Today, I walked the labyrinth at Unity on the Avenue Church on 17th Avenue in Denver. It was the first date I had with myself for a very long time. Here are some of the lessons I learned on my journey today:
There is no wrong or right way to move through life- there is only this moment to notice and embrace!
It is not about arriving and leaving, coming and going, beginning and ending- it is about becoming more aware of your journey at this moment, and finding peace.

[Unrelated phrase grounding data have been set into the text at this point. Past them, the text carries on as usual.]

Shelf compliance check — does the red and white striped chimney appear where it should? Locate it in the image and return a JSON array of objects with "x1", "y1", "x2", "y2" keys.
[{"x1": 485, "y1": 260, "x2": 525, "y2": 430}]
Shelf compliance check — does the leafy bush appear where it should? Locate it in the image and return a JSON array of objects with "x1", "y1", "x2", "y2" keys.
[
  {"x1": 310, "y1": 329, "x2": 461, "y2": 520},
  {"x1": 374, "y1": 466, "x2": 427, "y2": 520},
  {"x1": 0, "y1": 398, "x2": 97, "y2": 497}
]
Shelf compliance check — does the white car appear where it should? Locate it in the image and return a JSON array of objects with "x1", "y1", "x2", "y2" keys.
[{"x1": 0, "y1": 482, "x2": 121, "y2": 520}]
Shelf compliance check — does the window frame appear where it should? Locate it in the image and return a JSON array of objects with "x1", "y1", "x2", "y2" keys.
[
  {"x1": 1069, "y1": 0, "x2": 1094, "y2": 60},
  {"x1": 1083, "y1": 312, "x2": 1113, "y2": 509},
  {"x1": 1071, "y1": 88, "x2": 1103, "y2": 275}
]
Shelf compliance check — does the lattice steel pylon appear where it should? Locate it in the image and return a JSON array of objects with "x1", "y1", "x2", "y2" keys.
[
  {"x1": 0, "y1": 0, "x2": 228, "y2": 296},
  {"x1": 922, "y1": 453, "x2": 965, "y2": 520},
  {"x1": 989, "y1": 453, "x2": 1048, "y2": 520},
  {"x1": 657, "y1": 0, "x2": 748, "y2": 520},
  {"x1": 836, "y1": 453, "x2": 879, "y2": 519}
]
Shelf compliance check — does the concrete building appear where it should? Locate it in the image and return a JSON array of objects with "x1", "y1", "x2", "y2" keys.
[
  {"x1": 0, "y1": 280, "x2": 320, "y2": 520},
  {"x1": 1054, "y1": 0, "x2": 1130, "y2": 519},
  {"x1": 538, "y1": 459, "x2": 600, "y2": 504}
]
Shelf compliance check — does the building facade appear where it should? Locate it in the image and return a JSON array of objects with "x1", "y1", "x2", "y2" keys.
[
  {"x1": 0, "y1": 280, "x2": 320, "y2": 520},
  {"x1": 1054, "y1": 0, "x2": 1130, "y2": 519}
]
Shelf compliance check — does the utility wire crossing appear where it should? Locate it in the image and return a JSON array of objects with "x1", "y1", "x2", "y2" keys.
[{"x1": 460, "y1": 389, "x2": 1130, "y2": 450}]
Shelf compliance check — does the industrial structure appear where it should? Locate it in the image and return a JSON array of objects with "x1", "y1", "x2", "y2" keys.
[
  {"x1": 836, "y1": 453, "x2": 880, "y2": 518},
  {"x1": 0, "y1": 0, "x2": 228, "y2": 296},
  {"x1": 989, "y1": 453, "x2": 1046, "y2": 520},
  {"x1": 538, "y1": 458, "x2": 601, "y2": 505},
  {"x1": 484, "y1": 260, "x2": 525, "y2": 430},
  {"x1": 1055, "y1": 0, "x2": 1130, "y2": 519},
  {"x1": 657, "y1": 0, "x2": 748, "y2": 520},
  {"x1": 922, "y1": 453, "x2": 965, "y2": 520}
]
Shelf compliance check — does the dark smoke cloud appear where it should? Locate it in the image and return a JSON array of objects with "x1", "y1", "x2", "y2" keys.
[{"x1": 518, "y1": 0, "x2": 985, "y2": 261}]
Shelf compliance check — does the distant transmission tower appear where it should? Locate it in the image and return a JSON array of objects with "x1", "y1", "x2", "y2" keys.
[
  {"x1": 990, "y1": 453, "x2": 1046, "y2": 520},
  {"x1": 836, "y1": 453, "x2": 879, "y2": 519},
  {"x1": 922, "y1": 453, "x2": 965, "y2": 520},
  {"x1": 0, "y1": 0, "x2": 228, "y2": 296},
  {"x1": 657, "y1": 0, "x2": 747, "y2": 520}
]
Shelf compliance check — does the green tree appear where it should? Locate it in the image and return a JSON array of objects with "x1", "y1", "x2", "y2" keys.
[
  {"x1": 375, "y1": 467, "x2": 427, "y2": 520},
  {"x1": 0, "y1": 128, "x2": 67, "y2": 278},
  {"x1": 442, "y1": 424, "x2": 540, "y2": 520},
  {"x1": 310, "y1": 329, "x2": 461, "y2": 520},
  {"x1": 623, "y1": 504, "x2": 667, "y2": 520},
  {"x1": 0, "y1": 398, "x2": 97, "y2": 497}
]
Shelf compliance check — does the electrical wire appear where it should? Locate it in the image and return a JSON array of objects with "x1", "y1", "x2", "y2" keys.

I have a tendency to want to skip ahead in time- to look to what is coming next instead of really experiencing this moment. It took me most of the labyrinth to become aware of more than just the sound of passing cars- I finally tuned into the squirrel scampering up the fence, five different bird songs, and the crunch of the gravel under my feet. Then I noticed the blueberries, just two, dropped inside the path, and wondered who had dropped such a sweet surprise. When I was able to release the voices in my head, my heart steadied,and I became present to the world around me.
How is it that the 27 year old relationship with my husband and the 22 years of relationships with my children speak louder than the 48 years I have spent with myself? What I feel in the depths is a longing and desire to find me and develop a loving relationship with this soul, this body, this person who has been my life-long companion. I have no desire to tame her- rather I hope to unleash her passions for life and encourage her to come out and play, to increase the fun in her life. I want to love and accept all of her without judgment.
I am creating space in my life- setting my intention that quiet moments will be filled with conscious breath and more listening. The deeper meaning in my life will come with repeated trips to my center, moving deeper and deeper through the experiences in my life. And, like the author T. S Elliot says,
“We shall not cease from our exploration And at the end of all our exploring Will be to arrive where we started And know the place for the first time”
Will you join me as we wander through the inner wilderness our our own hearts, and learn to love ourselves for the first time?